Sample | Sampling period | Sand (%) | Silt (%) | Clay (%) |
Dust | Spring | 42.30 | 33.15 | 24.55 |
Summer | 49.73 | 29.13 | 21.14 | |
Autumn | 56.16 | 26.27 | 17.57 | |
Winter | 42.55 | 34.96 | 22.49 | |
Annual | 47.69 | 30.88 | 21.44 | |
Soil | - | 76.6 | 11.0 | 12.4 |
Therefore, it can be concluded that the accuracy of MLR is unacceptable as compared with the non-linear CHAID algorithm to determine parameters influencing DDR in the Gavkhounisub-basin. Since the results of CHAID algorithm are more acceptable and much more similar to ground measurements and natural conditions of the study area, most soil physical and chemical properties seem to have non-linear relationships with DDR in the study area. Abbaszadeh Afshar et al. (2016) found that the CHAID algorithm had a greater ability to determine clay content with higher accuracy by comparing it with the MLR method for estimating clay. Besalatpour et al. (2015) used the MLR method to model aggregate stability and reported its non-acceptable accuracy for estimating and modeling the aggregate geometric mean diameter in the northern Karun Basin. Tóth et al. (2012) developed some transitional relations based on the CHAID classification tree and used them as input data; they concluded that classification tree methods (regression trees and CHAID) are useful and effective to model complex relationships between soil water retention and soil properties in salt affected soils. In general, the CHAID algorithm has extreme flexibility and high performance to detect complex nonlinear relationships between input and output data. On the other hand, training based methods in comparison with regression-based models have much more ability to recognize relationships between inputs and target variables. Therefore, it seems that in areas with high ecological complexity and complex nonlinear relationships among input and output data, nonlinear methods such as the CHAID algorithm are superior to linear methods such as MLR.
4. Conclusions
Atmospheric dust samples (n = 124) were collected during four seasons from 31 sampling sites in the Gavkhouni wetland sub-basin, located in Central Iran, to investigate the surface soil physical and chemical properties which affect the seasonal and annual DDR using CHAID and MLR. According to the results obtained by the CHAID analysis, it appears that sand content has the highest impact on DDR in the study area among the surface soil parameters measured. The similarity of atmospheric dust particle size distribution and that of surface soil of the study area also confirms this finding. In this study, the MLR model did not have acceptable accuracy to determine the parameters affecting DDR in Gavkhouni wetland sub-basin in comparison with the non-linear CHAID algorithm. In fact, the results of CHAID were more acceptable and much more similar to measured data and natural conditions of the study area than MLR model.
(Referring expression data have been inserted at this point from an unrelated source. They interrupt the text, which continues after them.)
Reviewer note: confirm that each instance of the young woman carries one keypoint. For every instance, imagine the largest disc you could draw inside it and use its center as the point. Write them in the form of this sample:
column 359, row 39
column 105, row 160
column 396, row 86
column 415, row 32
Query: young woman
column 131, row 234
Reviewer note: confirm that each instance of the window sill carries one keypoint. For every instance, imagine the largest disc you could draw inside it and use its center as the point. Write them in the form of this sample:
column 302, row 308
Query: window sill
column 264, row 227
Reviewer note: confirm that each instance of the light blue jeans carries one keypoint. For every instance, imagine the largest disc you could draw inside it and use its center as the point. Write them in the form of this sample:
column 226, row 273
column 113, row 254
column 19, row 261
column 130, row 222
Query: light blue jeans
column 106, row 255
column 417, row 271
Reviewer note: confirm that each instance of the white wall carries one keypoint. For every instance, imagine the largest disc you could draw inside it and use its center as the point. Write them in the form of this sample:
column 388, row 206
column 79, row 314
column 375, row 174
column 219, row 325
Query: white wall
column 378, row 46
Therefore, it is concluded that soil physical and chemical properties have mostly non-linear relationships with DDR in the study area. These results can motivate researchers to use decision tree algorithms, particularly the CHAID method, as a novel method with relatively good accuracy and efficiency for determining nonlinear relationships of various properties with different soil characteristics, in order to achieve the greatest accuracy with minimal cost and time. However, further studies on factors affecting DDR in different regions under various weather conditions using a variety of decision tree algorithms are suggested to be carried out.